Objective: To determine the efficacy and safety of intermittent cyclical etidronate therapy of up to 7 years for corticosteroid-induced osteoporosis.
Methods: One hundred two Japanese patients who originally participated in a 3-year prospective randomized study were enrolled into an open-label followup study. All patients had received > 7.5 mg of prednisolone daily for at least 90 days before entry into the original study and were randomly assigned to 2 treatment arms: E, those receiving etidronate disodium (200 mg per day) for 2 weeks together with 3.0 g of calcium lactate and 0.75 microg of alphacalcidol daily; and C, controls receiving only the latter. Endpoints included changes from baseline in bone mineral density (BMD) of the lumbar spine and the rate of new vertebral fractures.

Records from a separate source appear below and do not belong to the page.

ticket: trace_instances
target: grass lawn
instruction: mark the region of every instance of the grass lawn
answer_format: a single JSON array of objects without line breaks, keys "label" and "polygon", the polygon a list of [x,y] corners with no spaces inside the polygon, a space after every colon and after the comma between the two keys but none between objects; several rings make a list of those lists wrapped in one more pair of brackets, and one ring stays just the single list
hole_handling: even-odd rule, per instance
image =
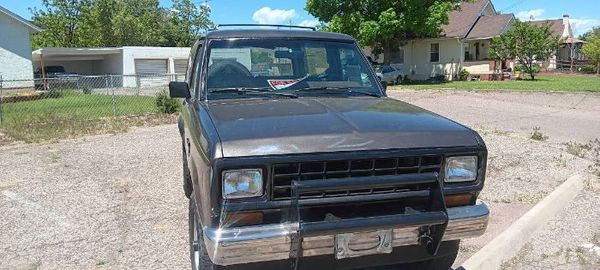
[{"label": "grass lawn", "polygon": [[[38,142],[86,134],[114,133],[157,118],[155,98],[66,92],[60,98],[5,103],[0,132],[14,140]],[[151,119],[150,119],[151,118]],[[171,121],[171,120],[167,120]]]},{"label": "grass lawn", "polygon": [[538,91],[579,91],[600,92],[600,77],[588,75],[540,75],[535,81],[452,81],[452,82],[411,82],[390,86],[398,89],[464,89],[464,90],[538,90]]}]

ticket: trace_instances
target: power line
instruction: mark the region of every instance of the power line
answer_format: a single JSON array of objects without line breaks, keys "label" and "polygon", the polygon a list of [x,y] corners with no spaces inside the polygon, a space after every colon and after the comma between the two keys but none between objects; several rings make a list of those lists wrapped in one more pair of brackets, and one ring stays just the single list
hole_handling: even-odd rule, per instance
[{"label": "power line", "polygon": [[513,8],[515,8],[515,7],[523,4],[525,2],[527,2],[527,0],[518,0],[518,1],[514,2],[514,3],[512,3],[511,5],[509,5],[508,7],[505,7],[504,9],[502,9],[499,13],[504,13],[506,11],[509,11],[509,10],[511,10],[511,9],[513,9]]}]

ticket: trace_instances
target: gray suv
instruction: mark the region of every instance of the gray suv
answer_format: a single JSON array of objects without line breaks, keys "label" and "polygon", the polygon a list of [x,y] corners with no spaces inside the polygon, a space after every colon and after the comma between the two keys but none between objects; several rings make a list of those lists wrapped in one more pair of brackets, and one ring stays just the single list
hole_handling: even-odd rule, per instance
[{"label": "gray suv", "polygon": [[448,269],[484,233],[483,140],[387,97],[354,38],[214,30],[186,78],[193,269]]}]

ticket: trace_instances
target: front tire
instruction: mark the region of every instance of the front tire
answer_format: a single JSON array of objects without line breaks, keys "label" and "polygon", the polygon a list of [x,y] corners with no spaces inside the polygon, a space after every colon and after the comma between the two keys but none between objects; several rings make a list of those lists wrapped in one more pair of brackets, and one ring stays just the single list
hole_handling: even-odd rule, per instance
[{"label": "front tire", "polygon": [[213,270],[215,265],[208,257],[206,246],[202,236],[202,227],[196,216],[196,203],[192,198],[189,200],[189,235],[190,235],[190,261],[193,270]]},{"label": "front tire", "polygon": [[396,84],[401,84],[402,83],[402,76],[398,76],[396,78]]}]

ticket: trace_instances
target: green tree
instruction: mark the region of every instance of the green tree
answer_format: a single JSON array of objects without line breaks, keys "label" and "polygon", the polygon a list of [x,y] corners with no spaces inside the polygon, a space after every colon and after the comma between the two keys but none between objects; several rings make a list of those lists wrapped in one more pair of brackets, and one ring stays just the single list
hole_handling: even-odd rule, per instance
[{"label": "green tree", "polygon": [[592,28],[592,30],[587,31],[579,36],[579,39],[583,41],[587,41],[592,35],[600,34],[600,26]]},{"label": "green tree", "polygon": [[80,44],[78,35],[83,14],[92,7],[90,0],[43,0],[43,10],[30,9],[33,22],[44,29],[33,37],[33,48],[73,47]]},{"label": "green tree", "polygon": [[538,61],[548,60],[557,51],[560,42],[550,25],[536,26],[519,20],[511,28],[492,40],[489,56],[495,60],[516,59],[523,71],[535,80],[539,72]]},{"label": "green tree", "polygon": [[202,31],[213,27],[208,5],[195,5],[191,0],[173,0],[170,12],[175,46],[192,46]]},{"label": "green tree", "polygon": [[108,46],[162,46],[164,13],[158,0],[117,1],[112,19],[114,40]]},{"label": "green tree", "polygon": [[514,35],[501,35],[492,40],[489,47],[489,57],[494,60],[504,62],[511,59],[512,44],[514,44]]},{"label": "green tree", "polygon": [[596,65],[596,74],[600,76],[600,31],[595,31],[588,37],[581,51]]},{"label": "green tree", "polygon": [[33,38],[37,47],[190,46],[212,26],[208,6],[174,0],[43,0],[32,10],[45,29]]},{"label": "green tree", "polygon": [[390,62],[393,51],[413,38],[437,37],[448,13],[460,0],[308,0],[306,10],[327,23],[327,30],[346,33]]}]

Results: The mean (+/- SD) lumbar spine BMD had increased by 5.9% +/- 8.8% (p = 0.00007) and 2.2% +/- 5.8% (p = 0.013) from baseline after 7 years in groups E and C, respectively. This improvement in BMD in group E was significantly better than in group C (p = 0.02). The frequency of new vertebral fractures was lower in group E, resulting in reduction of the risk of such new fractures by 67% at year 7 (odds ratio 3.000; 95% confidence interval, 0.604 14.90; p = 0.18). There were no severe adverse events in group E during our study.
Conclusion: Our results indicate that longterm (up to 7 years) intermittent cyclical etidronate therapy is safe and effective for prevention and treatment of corticosteroid-induced osteoporosis in patients with connective tissue diseases.